The European Union is preparing a list of concessions it may offer to former President Donald Trump’s administration in hopes of securing a partial rollback of U.S. tariffs that have already begun affecting the bloc’s exports — and are expected to rise after April 2.
According to sources familiar with the discussions, EU officials were informed during meetings in Washington this week that there is no way to avoid the new round of auto and so-called reciprocal tariffs set to be implemented next week. At the same time, early talks have begun on what a possible deal to reduce the measures could look like.

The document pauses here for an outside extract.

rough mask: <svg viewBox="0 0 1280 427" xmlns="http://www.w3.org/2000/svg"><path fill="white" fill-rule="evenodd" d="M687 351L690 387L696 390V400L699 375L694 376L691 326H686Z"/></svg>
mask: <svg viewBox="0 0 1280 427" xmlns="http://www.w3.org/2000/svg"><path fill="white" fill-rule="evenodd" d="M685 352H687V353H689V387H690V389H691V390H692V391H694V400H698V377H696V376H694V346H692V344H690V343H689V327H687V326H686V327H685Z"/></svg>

In response, the European Commission — which oversees trade policy for the EU — has started drafting a “term sheet” for a potential agreement. The document would outline areas open for negotiation, including reductions in EU duties, joint investment efforts with the U.S., and the potential loosening of specific regulations and standards, according to people familiar with the matter who requested anonymity.

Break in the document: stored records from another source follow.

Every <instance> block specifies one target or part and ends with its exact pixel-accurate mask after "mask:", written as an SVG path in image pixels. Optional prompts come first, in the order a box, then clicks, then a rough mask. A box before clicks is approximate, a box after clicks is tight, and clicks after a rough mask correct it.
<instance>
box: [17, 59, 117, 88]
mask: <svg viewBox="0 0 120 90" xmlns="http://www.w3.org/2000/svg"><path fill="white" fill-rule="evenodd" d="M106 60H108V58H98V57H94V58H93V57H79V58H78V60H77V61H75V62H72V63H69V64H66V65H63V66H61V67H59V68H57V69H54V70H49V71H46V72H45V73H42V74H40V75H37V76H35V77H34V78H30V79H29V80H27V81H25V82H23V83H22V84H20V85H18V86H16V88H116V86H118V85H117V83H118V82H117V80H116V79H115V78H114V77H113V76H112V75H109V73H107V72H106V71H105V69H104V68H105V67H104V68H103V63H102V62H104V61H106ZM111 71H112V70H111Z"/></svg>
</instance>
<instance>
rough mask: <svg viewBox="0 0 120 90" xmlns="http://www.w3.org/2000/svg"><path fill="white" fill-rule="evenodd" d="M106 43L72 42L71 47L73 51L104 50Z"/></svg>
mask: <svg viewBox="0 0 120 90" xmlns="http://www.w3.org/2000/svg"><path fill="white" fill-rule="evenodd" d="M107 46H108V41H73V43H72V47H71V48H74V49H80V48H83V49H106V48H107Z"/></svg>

These reciprocal tariffs are designed to counter what Trump views as unfair practices, including not only tariffs on American goods but also non-tariff barriers such as domestic regulations, tax collection systems, and levies like the EU’s value-added tax (VAT), digital services taxes, and product regulations. The EU maintains that its VAT is a neutral, non-discriminatory tax applied equally to imported and domestic goods.
A European Commission spokesperson declined to comment.
Following the news, the euro briefly erased losses, hovering around $1.0794. European bonds gave up some earlier gains, with the yield on 10-year German bunds down three basis points to 2.74%.
Any deal shaped by EU negotiators would still require Trump’s personal approval. The term sheet would serve as a starting point for negotiations once the reciprocal tariffs are in place. Those duties are expected to target a broad range — possibly all — of the EU’s exports to the U.S., the sources said.